Regarding the levels of residual particles of Bio-Oss (NVMT), a significantly lower percentage (p=0.006) was observed in the test group compared to the control, 6.32±12.03% and 22.79±9.60%, respectively. This can be hypothesized as an acceleration of the healing process in the test group, which corroborates the VMT results, since a higher rate of bone formation should translate into a higher biomaterial resorption. Regarding the levels of NMT, despite the lack of significant difference between the groups (p=0.09), a decreasing trend in the amount of nonmineralized tissue in the test group was observed, which was, on average, 10% lower than in the control group.

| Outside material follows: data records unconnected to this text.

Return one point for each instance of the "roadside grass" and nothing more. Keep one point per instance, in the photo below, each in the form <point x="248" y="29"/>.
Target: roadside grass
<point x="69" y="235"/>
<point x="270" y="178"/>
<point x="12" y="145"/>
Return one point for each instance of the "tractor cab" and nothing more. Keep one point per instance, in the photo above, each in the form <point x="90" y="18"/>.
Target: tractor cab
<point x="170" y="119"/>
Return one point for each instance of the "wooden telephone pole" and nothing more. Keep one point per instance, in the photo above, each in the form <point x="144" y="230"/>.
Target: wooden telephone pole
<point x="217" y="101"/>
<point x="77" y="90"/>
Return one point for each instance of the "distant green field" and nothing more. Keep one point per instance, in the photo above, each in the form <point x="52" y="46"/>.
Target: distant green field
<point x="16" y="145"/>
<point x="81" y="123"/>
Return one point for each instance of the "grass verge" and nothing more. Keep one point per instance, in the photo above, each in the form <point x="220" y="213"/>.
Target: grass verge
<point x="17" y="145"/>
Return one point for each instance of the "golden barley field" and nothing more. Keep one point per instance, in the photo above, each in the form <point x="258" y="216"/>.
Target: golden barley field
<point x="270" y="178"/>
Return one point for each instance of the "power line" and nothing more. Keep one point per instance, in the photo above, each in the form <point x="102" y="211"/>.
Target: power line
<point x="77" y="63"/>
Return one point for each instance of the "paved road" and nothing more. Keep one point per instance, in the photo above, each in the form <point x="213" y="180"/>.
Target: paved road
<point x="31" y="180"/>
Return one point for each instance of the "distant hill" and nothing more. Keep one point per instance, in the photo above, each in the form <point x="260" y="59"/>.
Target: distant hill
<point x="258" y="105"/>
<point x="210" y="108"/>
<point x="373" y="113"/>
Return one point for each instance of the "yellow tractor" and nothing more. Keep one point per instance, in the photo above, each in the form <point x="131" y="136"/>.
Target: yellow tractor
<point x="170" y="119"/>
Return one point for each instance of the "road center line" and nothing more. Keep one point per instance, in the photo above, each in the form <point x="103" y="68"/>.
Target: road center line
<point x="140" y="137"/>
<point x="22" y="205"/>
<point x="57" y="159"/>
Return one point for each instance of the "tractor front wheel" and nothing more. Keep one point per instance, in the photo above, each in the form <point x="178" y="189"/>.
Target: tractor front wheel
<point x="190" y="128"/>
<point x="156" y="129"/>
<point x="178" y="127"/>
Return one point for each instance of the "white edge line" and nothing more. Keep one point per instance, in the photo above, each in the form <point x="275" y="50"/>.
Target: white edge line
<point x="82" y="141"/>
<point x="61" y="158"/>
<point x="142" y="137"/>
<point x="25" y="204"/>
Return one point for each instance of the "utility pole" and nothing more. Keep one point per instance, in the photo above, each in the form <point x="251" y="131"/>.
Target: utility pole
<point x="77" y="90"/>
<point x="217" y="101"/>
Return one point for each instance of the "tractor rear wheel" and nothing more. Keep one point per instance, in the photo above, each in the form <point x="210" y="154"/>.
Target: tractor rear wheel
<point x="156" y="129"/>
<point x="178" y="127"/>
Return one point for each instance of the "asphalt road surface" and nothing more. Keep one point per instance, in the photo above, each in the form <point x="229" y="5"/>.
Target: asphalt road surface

There have been very few reports on the use of the biomaterials and techniques investigated in the present preliminary study. Therefore, further investigation is required to substantiate these results.
5. Conclusion
This study indicates that the clinical use of bone marrow aspirate concentrate obtained by the BMAC method associated with a xenograft for maxillary sinus elevation resulted in more adequate bone repair than the xenograft alone.
Conflict of Interests
The authors declare that there is no conflict of interests regarding the publication of this paper.
Authors’ Contribution
Paulo José Pasquali performed data analysis/interpretation and concept/design. Marcelo Lucchesi Teixeira performed drafting paper. Thiago Altro de Oliveira helped in data collection. Luis Guilherme Scavone de Macedo helped in data collection. Antonio Carlos Aloise approved the paper and performed concept/design. André Antonio Pelegrine helped in critical revision of the paper and concept/design.
Acknowledgment
The authors wish to thank Ms Adriana Zardo João, hematologist, for harvesting the bone marrow used for the study.